Excellence calls for character ... integrity ... fairness ... honesty ... a determination to do what's right. High ethical standards, across the board.
You can't put someone else in charge of your morals. Ethics is a personal discipline.
You have to get beyond blaming others ... give up your excuses ... stand responsible for what you do ... ultimately, ethics ends up an individual exercise.
Notice that 'I' is at the center of the word 'ethical.' There is no 'they.' Achieving the ethics of excellence is our individual assignment.
We can't win the struggle for high standards if we just talk a good game ... we've got to play a good game.
The ethics of excellence are grounded in action what you actually do, rather than what you say you believe. Talk, as the saying goes, is cheap.
Ethical dilemmas have a way of sneaking up on a person. If something smells funny, stay away from it. Or help get rid of it.
When you see people with 'the right stuff,' those who choose the right over the wrong or the 'iffy,' let them know you're proud of them. Encourage the courageous, so they'll have the will to carry on.
As tough as it sometimes looks on the front end, it's easier to do right than undo wrong.
If you're unwilling to defer pleasure or endure some 'pain' for now, are you likely to end up later deep in the hole?
We can't achieve excellence through talent alone. Or merely by making technological improvements. We can't even buy our way to excellence, no matter how much money we have available to spend. More dollars will never do it. We have to develop a strong corporate conscience. Ethical muscle. And that doesn't happen by accident either.
As consumers we get more demanding all the time. We want better quality. We want it faster. And cheaper. Plus, we want more choices. Whoever comes along that can satisfy all these 'wants' gets our business.
We've got to start thinking of school as a lifelong process. That's the only way we'll keep abreast and be able to share in the wealth of the new 'knowledge society.'
Act as if success is certain.
Your ethical muscle grows stronger every time you choose right over wrong.
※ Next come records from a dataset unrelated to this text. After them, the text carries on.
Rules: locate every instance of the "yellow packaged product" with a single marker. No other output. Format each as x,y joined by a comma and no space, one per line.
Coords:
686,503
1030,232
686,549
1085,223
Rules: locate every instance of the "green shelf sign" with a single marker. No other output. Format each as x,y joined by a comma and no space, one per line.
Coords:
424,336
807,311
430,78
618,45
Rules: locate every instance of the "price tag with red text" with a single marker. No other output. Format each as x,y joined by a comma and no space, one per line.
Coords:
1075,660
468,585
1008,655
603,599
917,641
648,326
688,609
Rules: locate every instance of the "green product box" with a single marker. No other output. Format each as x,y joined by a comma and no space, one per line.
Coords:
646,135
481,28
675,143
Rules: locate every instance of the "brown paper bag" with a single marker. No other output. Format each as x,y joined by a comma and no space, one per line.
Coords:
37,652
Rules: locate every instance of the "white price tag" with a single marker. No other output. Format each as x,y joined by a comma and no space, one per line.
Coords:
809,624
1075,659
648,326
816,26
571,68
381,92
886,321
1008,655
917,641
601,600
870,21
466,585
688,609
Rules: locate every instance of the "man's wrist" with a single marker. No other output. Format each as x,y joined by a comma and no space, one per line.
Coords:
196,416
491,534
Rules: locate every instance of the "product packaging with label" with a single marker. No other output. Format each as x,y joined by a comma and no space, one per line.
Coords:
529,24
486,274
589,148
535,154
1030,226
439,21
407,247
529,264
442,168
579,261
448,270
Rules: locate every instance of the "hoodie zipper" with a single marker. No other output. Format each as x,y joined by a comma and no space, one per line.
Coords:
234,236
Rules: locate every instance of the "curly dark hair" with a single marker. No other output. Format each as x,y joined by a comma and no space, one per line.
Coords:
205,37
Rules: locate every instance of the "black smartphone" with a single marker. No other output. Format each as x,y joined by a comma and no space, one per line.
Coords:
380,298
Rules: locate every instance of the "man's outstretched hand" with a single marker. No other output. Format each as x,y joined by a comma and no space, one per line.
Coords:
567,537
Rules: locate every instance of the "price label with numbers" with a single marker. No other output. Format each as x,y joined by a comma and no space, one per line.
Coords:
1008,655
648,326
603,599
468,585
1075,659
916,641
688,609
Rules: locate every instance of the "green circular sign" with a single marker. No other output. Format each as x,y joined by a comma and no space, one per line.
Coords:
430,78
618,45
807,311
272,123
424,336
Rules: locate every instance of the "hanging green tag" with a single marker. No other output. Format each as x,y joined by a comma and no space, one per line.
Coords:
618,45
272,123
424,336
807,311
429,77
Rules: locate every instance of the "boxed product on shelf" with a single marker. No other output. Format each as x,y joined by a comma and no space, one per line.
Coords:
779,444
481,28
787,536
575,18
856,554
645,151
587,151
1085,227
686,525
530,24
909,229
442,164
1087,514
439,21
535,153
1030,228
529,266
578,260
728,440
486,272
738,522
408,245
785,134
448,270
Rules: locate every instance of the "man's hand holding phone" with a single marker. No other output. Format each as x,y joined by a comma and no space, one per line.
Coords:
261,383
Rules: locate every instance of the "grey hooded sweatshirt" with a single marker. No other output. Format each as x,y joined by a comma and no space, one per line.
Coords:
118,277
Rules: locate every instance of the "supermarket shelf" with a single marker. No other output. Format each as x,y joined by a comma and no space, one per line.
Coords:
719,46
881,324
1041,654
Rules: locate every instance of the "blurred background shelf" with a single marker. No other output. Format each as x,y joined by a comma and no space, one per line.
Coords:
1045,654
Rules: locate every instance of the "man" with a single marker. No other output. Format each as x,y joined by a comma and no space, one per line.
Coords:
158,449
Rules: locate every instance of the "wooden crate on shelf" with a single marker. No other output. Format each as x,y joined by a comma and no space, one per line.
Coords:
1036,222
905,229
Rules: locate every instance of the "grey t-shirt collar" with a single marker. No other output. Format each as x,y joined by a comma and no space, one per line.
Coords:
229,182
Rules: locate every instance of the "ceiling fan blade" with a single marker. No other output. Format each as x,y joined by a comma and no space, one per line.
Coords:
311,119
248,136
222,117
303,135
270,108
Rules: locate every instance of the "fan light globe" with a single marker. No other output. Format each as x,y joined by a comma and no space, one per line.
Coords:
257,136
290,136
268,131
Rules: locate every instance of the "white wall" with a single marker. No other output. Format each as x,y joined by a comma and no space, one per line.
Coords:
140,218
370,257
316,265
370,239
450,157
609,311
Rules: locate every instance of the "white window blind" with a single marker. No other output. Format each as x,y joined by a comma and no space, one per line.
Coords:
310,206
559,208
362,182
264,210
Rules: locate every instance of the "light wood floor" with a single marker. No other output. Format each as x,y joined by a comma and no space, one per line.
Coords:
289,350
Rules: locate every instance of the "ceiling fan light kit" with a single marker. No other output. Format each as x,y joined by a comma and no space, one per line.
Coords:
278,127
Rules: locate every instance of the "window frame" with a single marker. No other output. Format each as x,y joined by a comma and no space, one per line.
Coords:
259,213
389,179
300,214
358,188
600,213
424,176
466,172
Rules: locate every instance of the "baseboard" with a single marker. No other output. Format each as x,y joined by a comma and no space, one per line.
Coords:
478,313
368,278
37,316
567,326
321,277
The question is, when so many others cut corners, shave the truth, self-deal, believe in the fast buck, and follow the crowd along the low road of least resistance, can we even afford to travel the high road of ethical behavior? Frankly, we can't afford anything else. Any other competitive angle is a pure crapshoot in today's business world. Companies with shaky ethics and shabby standards will be crippled as they try to compete in our changing world.
Who is this vague 'they' we blame for so many of our problems? 'They' is the obscure party we use as our whipping boy to camouflage the fact that we you and I and other specific human beings just like us have to start doing things differently. 'They' can't fix anything. We can.